| Konu: | Yatırım Ortamının İyileştirilmesi Amacıyla Bazı Kanunlarda Değişiklik Yapılmasına Dair Kanun Tasarısı münasebetiyle |
| Yasama Yılı: | 1 |
| Birleşim: | 111 |
| Tarih: | 12.07.2016 |
MUSA ÇAM (İzmir) - Sayın Başkan, Türkiye Büyük Millet Meclisinin saygıdeğer üyeleri; hepinizi saygıyla selamlıyorum. 404 sıra sayılı Kanun Tasarısı üzerinde şahsım adına söz almış bulunuyorum.
Tasarı Türkiye'deki yatırım ortamının iyileştirilmesi amacıyla hazırlanmış. İsim ne kadar güzel, ne kadar hoş geliyor ve bu iyileştirmeyle beraber Türkiye'de sanayinin, kalkınmanın ne kadar yükseleceği, istihdamı artıracağıyla ilgili hepimize büyük bir ferahlık getiriyor isim olarak ama gerçekten öyle midir, buna bir bakmamız gerekir. Gerçekten Türkiye'de şu anda yatırım yapmak için gereken ortam var mıdır? Bana göre yok ama Sayın Osman Bey'e göre, Sayın Vedat Bey'e göre vardır, olabilir, olmadığını söyleyeceğim.
Bu yüzden de son dört yılda özel sektörün yatırım harcamaları yüzde 2'ye yakın oranda azaldı. Üretken yatırımlar yani makine, teçhizat yatırımlarında son dört yılda azalma yüzde 5'i geçti. Özel sektörün yatırım harcamaları bu yılın ilk üç ayında azalmaya da devam ediyor. Türkiye'nin yatırımlarını caydıran bunlardan çok daha da önemli sorunları ve problemleri bulunuyor. Bunlardan en önemlilerinden bir tanesi Türkiye'de hukukun üstünlüğü ayaklar altına alınmış durumda. Hiç kimsenin, hiçbir kuruluşun, hiçbir yatırımın hukuk güvenliği ne yazık ki ülkemizde bulunmamaktadır. Her şey bir adamın iki dudağı arasında, yargıya güven sıfıra inmiş durumda. Cumhuriyet savcısı saray savcısı hâline gelmiş, hâkimler tarafsızlığını yitirmiş durumda. Yüksek yargı diye bir şey kalmamış; Yargıtayın, Danıştayın içerisinde bulunduğu durum, son yapılan operasyonla birlikte her şey açık ve net bir şekilde ortada. Bağımsız yargının olmadığı bir ülkeye kim yatırım yapmak isteyebilir?
OSMAN AŞKIN BAK (Rize) - Mehmet Moğultay dönemi mi bu, Mehmet Moğultay dönemi mi?

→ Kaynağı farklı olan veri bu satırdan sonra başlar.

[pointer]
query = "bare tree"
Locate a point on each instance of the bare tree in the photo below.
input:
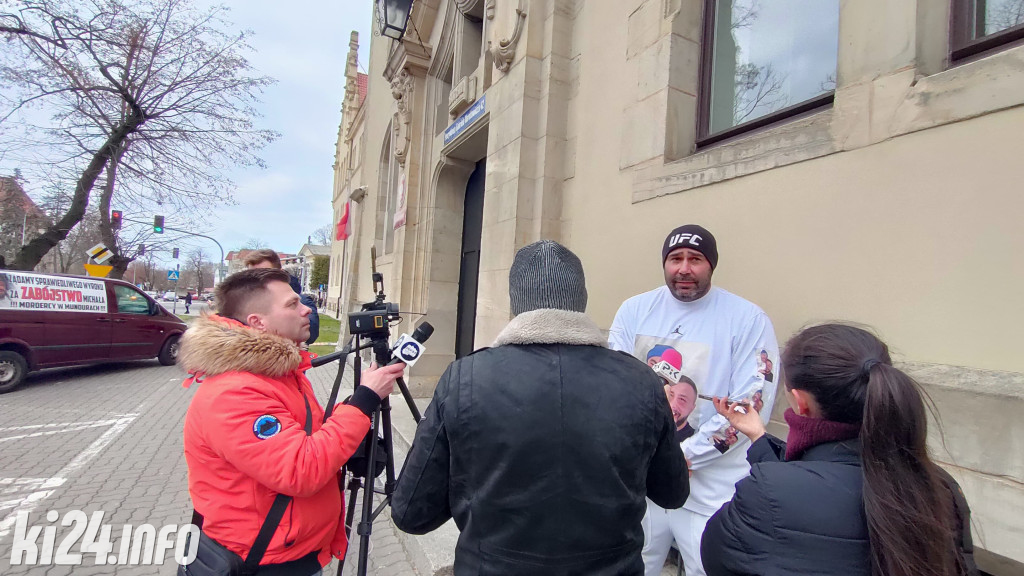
(759, 89)
(743, 13)
(158, 87)
(322, 236)
(1003, 14)
(255, 244)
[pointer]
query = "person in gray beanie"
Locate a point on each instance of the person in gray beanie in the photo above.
(544, 447)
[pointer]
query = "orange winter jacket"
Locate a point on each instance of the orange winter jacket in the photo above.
(245, 443)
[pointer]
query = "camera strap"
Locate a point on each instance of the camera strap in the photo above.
(272, 518)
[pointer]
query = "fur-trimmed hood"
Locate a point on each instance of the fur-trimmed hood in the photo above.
(214, 344)
(550, 326)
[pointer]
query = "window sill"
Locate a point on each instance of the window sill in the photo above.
(863, 114)
(791, 141)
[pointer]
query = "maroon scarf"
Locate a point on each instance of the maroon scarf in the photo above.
(806, 433)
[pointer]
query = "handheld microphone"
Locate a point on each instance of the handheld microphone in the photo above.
(410, 348)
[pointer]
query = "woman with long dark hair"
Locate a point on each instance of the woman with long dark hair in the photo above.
(853, 491)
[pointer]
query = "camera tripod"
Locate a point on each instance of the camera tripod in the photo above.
(376, 454)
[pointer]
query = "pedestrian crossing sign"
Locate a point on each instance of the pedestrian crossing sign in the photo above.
(99, 253)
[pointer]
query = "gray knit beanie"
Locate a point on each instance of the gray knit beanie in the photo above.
(547, 275)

MUSA ÇAM (Devamla) - Kimse kendini güvende hissetmediği yere yatırım yapmaz kolay kolay, cebindeki parasını getirip yatırım yapmaz.
Anayasa ayaklar altına alınmış durumda. Kuvvetler ayrılığı yerini kuvvetler birliğine bırakmış. Meclis yasama yetkisini, Hükûmet yürütme yetkisini, yargı yargılama yetkisini bir adamın iki dudağının arasına bırakmış durumda. Anayasa'sı fiilen ortadan kaldırılmış bir ülkeye kim yatırım yapar arkadaşlar?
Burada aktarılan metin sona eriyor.